There Was Never Anything Wrong With Me
July 04, 2025
Maybe there never was anything wrong with me. Maybe I’m finally letting that truth sink in.
I’m sitting with a quiet, powerful truth today:
Maybe… there never was anything wrong with me.
It’s something I’ve returned to many times. A whisper I’ve heard in therapy, in reflection, in the softness of moments when I’m not trying to prove anything.
But today, I’m consciously letting it land. Not fully believing it — not yet — but letting it sink in just a little deeper.
Because the part of me that doubts this?
That’s the same part that had to believe something was wrong in order to survive a childhood where love felt conditional.
But what if I’m just as human as everyone else?
Just as lovable?
What if it’s actually audacious to believe I’m somehow less worthy of love than another human being?

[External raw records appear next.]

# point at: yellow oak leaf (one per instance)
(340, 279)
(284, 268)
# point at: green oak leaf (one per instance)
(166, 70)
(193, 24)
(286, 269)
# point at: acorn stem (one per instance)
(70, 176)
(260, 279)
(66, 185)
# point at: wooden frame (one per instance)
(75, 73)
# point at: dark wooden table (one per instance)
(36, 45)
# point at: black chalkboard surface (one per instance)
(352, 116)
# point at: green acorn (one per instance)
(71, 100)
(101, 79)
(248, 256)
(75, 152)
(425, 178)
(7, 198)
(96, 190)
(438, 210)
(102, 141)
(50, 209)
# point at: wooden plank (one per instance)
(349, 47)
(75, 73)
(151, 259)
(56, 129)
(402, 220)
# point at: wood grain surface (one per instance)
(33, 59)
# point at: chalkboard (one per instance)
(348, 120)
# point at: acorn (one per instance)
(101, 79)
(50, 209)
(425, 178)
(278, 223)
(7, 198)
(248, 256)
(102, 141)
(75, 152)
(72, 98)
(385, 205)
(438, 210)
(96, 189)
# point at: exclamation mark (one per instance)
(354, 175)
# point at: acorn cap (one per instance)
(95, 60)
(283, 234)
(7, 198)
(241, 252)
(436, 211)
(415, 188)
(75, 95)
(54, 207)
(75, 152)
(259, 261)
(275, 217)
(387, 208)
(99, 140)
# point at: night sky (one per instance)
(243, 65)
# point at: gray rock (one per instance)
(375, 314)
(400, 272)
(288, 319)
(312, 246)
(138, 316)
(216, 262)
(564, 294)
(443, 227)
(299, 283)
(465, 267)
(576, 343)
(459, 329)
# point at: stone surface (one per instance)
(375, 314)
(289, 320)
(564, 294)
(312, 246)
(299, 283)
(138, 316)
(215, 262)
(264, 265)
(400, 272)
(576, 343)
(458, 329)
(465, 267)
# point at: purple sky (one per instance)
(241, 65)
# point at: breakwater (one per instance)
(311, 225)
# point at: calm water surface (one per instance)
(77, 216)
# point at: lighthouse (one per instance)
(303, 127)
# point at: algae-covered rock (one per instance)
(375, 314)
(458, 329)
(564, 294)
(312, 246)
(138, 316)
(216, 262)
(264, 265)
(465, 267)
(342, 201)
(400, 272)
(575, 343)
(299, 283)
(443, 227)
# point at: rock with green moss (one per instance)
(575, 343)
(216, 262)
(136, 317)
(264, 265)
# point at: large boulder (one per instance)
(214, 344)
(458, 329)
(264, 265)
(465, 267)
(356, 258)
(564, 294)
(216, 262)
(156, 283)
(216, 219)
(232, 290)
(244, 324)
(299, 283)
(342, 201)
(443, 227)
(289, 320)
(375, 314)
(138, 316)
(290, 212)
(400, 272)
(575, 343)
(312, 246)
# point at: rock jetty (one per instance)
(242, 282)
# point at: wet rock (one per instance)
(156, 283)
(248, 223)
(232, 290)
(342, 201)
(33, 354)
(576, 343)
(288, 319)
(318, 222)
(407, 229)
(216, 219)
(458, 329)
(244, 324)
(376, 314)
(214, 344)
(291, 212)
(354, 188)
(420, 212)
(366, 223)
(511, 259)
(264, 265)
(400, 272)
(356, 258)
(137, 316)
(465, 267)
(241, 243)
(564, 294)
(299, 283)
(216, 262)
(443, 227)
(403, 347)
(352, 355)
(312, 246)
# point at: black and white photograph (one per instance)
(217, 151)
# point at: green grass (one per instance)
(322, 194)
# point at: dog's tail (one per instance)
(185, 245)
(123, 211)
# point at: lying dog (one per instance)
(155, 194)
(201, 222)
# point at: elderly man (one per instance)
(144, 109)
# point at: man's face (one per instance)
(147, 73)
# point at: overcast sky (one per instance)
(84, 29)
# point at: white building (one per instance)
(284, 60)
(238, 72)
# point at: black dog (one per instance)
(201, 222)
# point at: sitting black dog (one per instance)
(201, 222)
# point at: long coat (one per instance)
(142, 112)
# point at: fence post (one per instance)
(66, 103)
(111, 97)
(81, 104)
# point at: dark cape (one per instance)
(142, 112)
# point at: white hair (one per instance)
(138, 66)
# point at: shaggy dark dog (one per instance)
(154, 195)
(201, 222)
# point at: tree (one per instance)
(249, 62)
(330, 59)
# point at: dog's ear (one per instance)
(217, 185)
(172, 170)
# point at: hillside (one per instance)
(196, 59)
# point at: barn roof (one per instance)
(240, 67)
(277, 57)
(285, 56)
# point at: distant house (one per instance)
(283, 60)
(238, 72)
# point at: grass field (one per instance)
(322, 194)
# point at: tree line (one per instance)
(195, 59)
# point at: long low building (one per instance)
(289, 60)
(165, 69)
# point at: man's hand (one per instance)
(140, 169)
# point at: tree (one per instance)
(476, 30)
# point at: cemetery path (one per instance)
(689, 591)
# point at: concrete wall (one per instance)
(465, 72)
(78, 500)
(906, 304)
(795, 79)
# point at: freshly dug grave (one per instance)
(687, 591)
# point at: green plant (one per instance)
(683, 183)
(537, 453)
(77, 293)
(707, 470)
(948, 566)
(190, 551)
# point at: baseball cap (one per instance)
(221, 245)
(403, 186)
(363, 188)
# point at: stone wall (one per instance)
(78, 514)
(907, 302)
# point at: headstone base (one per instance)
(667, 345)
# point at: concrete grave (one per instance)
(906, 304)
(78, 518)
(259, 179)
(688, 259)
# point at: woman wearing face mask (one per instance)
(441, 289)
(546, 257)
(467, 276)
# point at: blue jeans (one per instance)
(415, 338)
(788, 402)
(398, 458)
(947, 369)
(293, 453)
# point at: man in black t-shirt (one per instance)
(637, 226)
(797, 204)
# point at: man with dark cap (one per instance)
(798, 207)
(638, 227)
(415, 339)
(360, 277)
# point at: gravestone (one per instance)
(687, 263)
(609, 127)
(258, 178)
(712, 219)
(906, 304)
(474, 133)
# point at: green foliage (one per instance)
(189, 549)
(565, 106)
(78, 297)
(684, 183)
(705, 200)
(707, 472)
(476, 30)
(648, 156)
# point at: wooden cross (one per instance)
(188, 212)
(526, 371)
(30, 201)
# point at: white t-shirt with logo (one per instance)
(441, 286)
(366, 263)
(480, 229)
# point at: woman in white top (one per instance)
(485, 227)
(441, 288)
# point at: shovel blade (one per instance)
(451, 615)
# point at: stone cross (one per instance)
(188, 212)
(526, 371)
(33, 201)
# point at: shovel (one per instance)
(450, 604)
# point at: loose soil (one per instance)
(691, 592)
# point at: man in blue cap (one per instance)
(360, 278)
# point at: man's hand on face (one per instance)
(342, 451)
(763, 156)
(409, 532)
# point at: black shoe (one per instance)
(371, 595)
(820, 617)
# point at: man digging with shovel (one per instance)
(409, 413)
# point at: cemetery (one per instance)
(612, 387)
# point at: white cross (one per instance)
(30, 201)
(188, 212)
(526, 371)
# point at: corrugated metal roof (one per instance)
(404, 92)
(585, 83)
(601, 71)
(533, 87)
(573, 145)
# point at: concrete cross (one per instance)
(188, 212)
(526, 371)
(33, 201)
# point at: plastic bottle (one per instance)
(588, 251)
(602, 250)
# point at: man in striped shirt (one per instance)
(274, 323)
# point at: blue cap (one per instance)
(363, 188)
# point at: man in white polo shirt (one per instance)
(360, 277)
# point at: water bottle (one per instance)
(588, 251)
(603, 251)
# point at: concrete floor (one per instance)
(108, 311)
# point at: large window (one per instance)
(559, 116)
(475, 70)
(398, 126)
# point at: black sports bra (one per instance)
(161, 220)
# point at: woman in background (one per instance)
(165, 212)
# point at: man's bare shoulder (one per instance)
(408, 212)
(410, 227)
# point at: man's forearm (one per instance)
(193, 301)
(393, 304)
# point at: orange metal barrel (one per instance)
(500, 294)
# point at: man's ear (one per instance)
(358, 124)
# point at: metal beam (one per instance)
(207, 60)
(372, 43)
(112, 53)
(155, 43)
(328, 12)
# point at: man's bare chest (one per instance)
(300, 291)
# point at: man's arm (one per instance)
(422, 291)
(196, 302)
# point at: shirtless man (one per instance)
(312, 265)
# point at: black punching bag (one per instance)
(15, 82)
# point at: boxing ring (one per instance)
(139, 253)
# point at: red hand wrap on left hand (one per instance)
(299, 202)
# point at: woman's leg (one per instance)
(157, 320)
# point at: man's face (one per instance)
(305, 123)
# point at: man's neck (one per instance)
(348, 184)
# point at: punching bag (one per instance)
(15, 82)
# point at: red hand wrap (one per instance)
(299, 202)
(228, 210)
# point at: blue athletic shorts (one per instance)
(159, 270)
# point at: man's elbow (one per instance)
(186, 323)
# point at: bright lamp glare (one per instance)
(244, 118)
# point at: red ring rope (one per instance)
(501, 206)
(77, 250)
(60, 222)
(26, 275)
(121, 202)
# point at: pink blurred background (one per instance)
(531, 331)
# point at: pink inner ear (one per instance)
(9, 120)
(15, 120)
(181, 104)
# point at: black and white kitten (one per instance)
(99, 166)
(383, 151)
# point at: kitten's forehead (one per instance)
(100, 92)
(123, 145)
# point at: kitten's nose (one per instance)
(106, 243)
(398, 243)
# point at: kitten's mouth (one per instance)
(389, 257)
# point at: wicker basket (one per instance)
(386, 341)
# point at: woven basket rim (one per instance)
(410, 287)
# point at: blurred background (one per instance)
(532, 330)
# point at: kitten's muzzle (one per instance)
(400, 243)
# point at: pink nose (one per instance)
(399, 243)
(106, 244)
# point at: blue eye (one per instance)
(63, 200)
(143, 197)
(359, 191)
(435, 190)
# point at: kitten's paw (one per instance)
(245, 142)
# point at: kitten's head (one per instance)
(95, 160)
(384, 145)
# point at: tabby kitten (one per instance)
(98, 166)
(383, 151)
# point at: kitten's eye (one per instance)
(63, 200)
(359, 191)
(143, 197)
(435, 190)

We are all worthy of love.
The story we tell ourselves — about worth, about lovability, about what we must do to earn connection — that story shapes everything.
It determines whether we let love in.
Whether we seek understanding from a place of fear or from a place of reverence.
It shapes our habits, our relationships, and the way we walk through the world.
And it’s got me wondering about my own patterns of self-improvement.
Of emotional excavation.
Of relentless introspection.
Am I doing this out of love?
Or out of fear?
If it’s fear — fear of not being good enough, fear of being too much, fear of being unlovable — then I need to be honest with myself.
That kind of striving becomes a self-fulfilling prophecy.
It says: you are only worthy if you change.
But if I’m doing this out of love — the kind that wants to unfold me naturally, gently, like a flower in sunlight — then that’s different.
That’s truth.
That’s not fixing. That’s becoming.
So I keep coming back to this question:
Where is this behaviour coming from — love or fear?
And more importantly:
What would it look like to live like I was never broken?